Mas os convidados queriam saber: o que era, o que eu estava procurando? Eu não tinha tanta certeza de poder dizer exatamente o que era. Acho que entendi o que o filósofo francês Andre Breton quis dizer quando disse: “Toda a minha vida, meu coração ansiava por algo que não posso citar.” Lutando contra o sono naquela noite, olhei para um panorama de estrelas tão abrangentes e brilhantes era como se eu fosse uma estrela, flutuando livremente entre elas. Eu fiquei pensando sobre essa mesma pergunta. O que eu estava procurando?
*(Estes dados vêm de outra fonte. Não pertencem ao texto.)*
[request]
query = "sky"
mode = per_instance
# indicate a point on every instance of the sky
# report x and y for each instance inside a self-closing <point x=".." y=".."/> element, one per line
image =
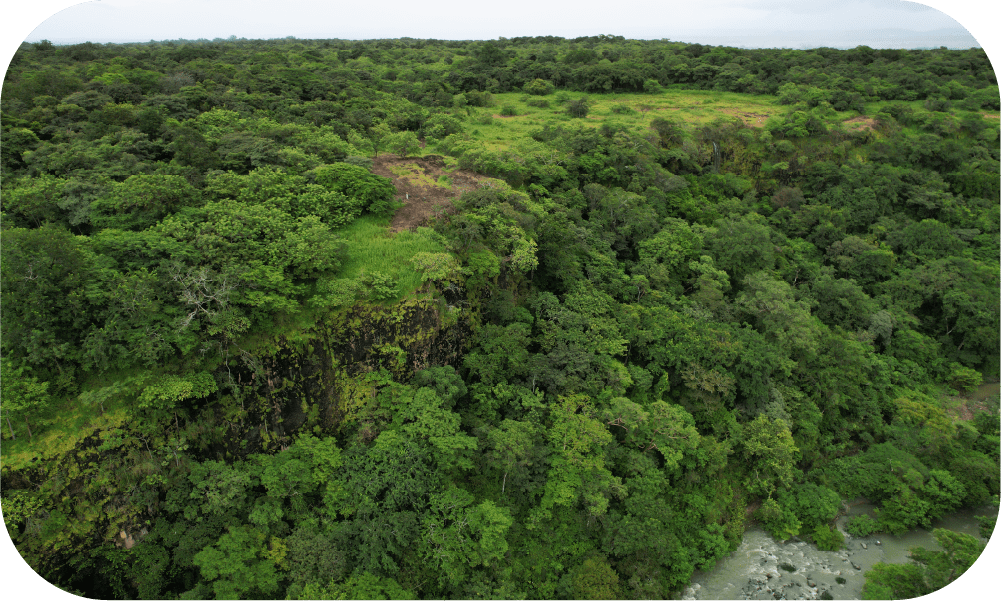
<point x="751" y="23"/>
Os motoristas de camelo sabiam exatamente o que estavam procurando - e não encontravam. Com o passar do tempo, suas cartas de amor permaneceram sem resposta e eles ficaram desanimados. Ali me disse que sua namorada havia percebido que não era ele que estava enviando mensagens românticas para ela. Ela parou de responder a eles. Ele ficou perturbado e temeu que fosse o fim.
Pensei em como os motoristas enlouqueceram de desejo e adoração, e me senti um pouco justificado por não ser tão louco por garotas. Por outro lado, e se eu o tivesse ao contrário? E se essa viagem prolongada tivesse sido de fato uma busca subconsciente pela bem-aventurança e realização do amor? E se o que eu estava evitando fosse exatamente o que eu estava procurando?
Depois de algumas semanas no deserto, me senti revigorada … até inquieta. Era hora de seguir em frente. Bebi um último chai com Ali, ainda tão animado quanto quando o conheci, mas com uma certa tristeza sobre ele por seu relacionamento fracassado. Algo se transformou em mim quando vi isso, um tipo de ciúme. Não por sua dor, mas por sua paixão. E com esse pensamento, eu saí. Em um trem da meia-noite para Delhi, minha jornada continuou. Como sempre, eu estava sozinho, mas livre, ainda em busca de algo que meu coração não pudesse nomear.